By Daniel Margolis | Published July 2022
The term heat map can describe all kinds of things — from website traffic to geographical mapping and more. It’s appropriately applied here as well, as Caleb Wheeler Curtis, who bills himself as not just a saxophonist but a composer, teams with pianist Orrin Evans, bassist Eric Revis and drummer Gerald Cleaver for a set on which they bring the temperature up and down. Across 10 tracks, Curtis gives his colleagues plenty of space; for example, not coming in on sax until we’re two minutes and fifty seconds into the title track. When he does, Evans follows along with him on a challenging countermelody, all set again the tastefully busy rhythm section of Revis and Cleaver.
The tight, easy interplay between Curtis and Evans shouldn’t come as any surprise. The two played together in the Philly-based pianist’s Captain Black Big Band, with Curtis appearing on both of the band’s Grammy-nominated albums, Presence and The Intangible Between.

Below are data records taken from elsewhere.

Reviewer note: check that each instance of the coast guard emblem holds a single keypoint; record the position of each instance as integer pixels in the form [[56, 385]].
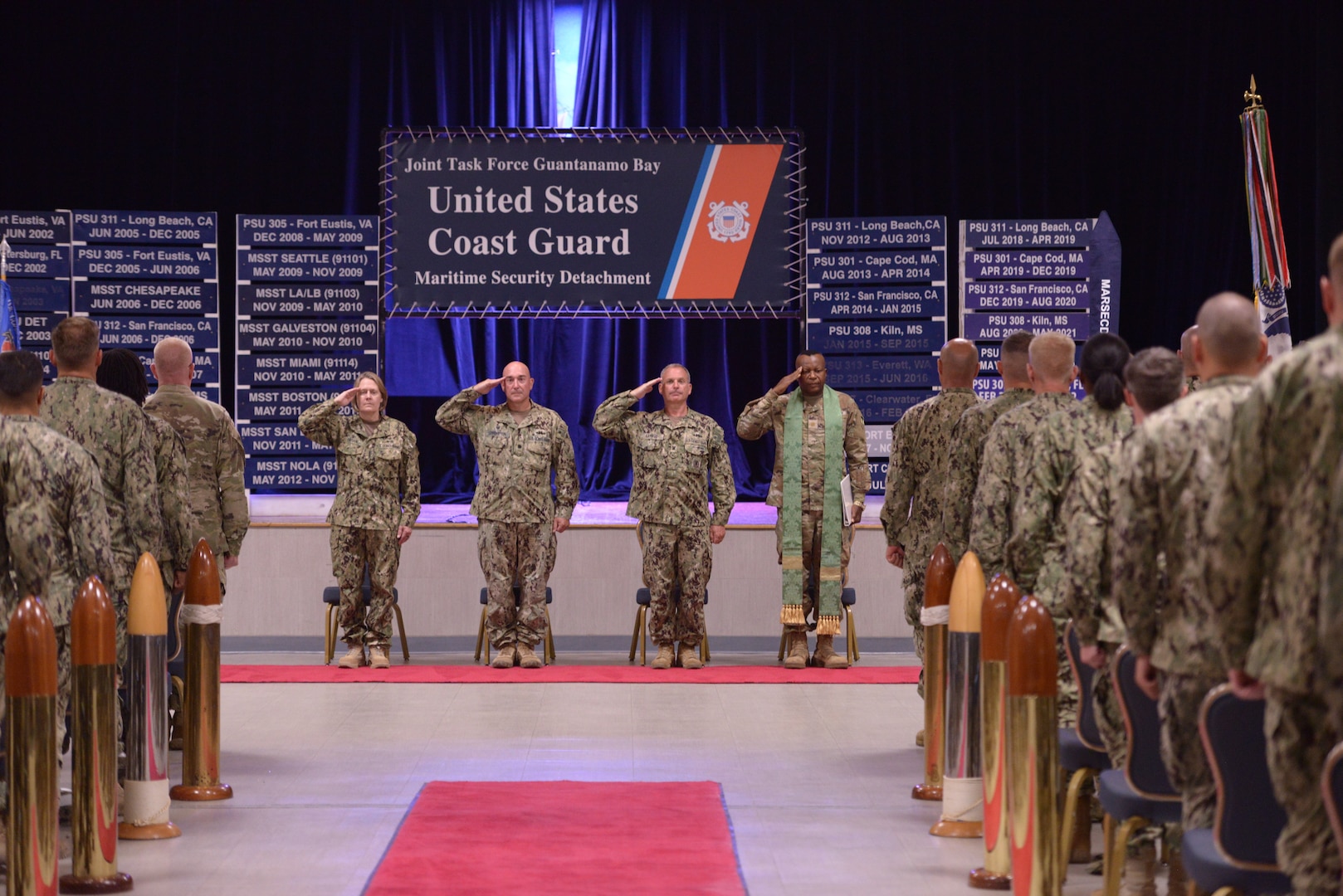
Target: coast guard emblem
[[728, 222]]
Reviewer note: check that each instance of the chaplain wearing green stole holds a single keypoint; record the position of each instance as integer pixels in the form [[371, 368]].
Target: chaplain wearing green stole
[[819, 438]]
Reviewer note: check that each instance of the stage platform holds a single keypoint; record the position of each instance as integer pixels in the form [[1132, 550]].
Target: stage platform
[[274, 602]]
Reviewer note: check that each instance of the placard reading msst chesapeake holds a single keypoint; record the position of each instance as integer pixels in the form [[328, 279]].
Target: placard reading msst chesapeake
[[474, 225]]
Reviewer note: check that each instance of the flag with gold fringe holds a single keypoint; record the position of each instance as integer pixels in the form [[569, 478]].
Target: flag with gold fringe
[[1268, 247]]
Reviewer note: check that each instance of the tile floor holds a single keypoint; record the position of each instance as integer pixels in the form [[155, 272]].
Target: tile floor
[[817, 777]]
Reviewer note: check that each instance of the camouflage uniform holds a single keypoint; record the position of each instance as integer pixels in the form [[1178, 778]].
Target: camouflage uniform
[[376, 492], [56, 522], [766, 416], [115, 431], [676, 461], [967, 451], [1267, 528], [1177, 464], [515, 505], [912, 511], [1040, 531], [214, 465], [1002, 475]]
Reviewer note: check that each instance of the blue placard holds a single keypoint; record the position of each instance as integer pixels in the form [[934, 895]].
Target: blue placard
[[304, 370], [876, 336], [32, 295], [304, 299], [278, 438], [145, 332], [1032, 231], [147, 262], [306, 230], [280, 334], [878, 266], [1028, 264], [35, 226], [999, 325], [38, 260], [847, 303], [881, 371], [886, 406], [280, 405], [291, 473], [154, 297], [147, 227], [1032, 295], [837, 234], [321, 265]]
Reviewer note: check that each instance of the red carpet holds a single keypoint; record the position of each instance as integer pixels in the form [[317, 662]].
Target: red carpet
[[562, 839], [712, 674]]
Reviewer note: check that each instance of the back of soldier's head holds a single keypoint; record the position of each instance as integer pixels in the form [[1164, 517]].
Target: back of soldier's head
[[21, 377], [123, 373], [74, 343], [1155, 377]]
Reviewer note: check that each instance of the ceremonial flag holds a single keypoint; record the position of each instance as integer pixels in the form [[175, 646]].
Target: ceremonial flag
[[1268, 249]]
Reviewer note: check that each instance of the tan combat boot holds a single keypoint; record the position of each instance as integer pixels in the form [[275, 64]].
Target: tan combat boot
[[797, 657], [826, 655]]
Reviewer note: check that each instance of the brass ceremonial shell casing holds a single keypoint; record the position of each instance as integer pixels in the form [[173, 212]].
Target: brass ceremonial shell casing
[[938, 581], [30, 666], [999, 602], [200, 702], [1033, 751], [962, 782], [93, 703]]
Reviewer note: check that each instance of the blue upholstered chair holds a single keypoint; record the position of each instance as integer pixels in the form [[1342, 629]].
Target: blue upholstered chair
[[847, 599], [1238, 853], [1140, 794], [484, 644], [1082, 752], [642, 601]]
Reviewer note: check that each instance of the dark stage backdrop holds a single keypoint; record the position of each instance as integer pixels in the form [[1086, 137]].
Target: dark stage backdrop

Curtis composed the music for Heatmap at the MacDowell Colony, an artist’s residency program in Peterborough, New Hampshire, where he spent four weeks last year. He emerged with a set of music that leaves ample space for the album’s remarkable improvisers to explore and invent.
On “Tossed Aside,” Curtis slows the tempo to stirringly evoke the feeling of finding oneself in such a state, and Evans contributes a thoughtful solo around the midway mark. Elsewhere, “Trees For The Forest” seems a reflection on the idyllic surroundings where this music was composed. The telepathy between the members of the quartet is palpable here, as well as on “Limestone,” which doesn’t so much begin as creep in, a simple melody serving as a haunting showcase for Revis.
Curtis ups the tempo to close out the album with “C(o)urses,” on which the four blaze through a frenetic melody, trading solos but never going off the rails. Finally on “Spheres,” Evans starts with a charmingly circular pattern on piano before Curtis jumps in, playing long, almost worried-sounding notes before, deep into the song, the two begin to deconstruct it a bit, with Evans dumping in the occasional crashing chord and Curtis overdubbing some challenging, random high notes. Recommended.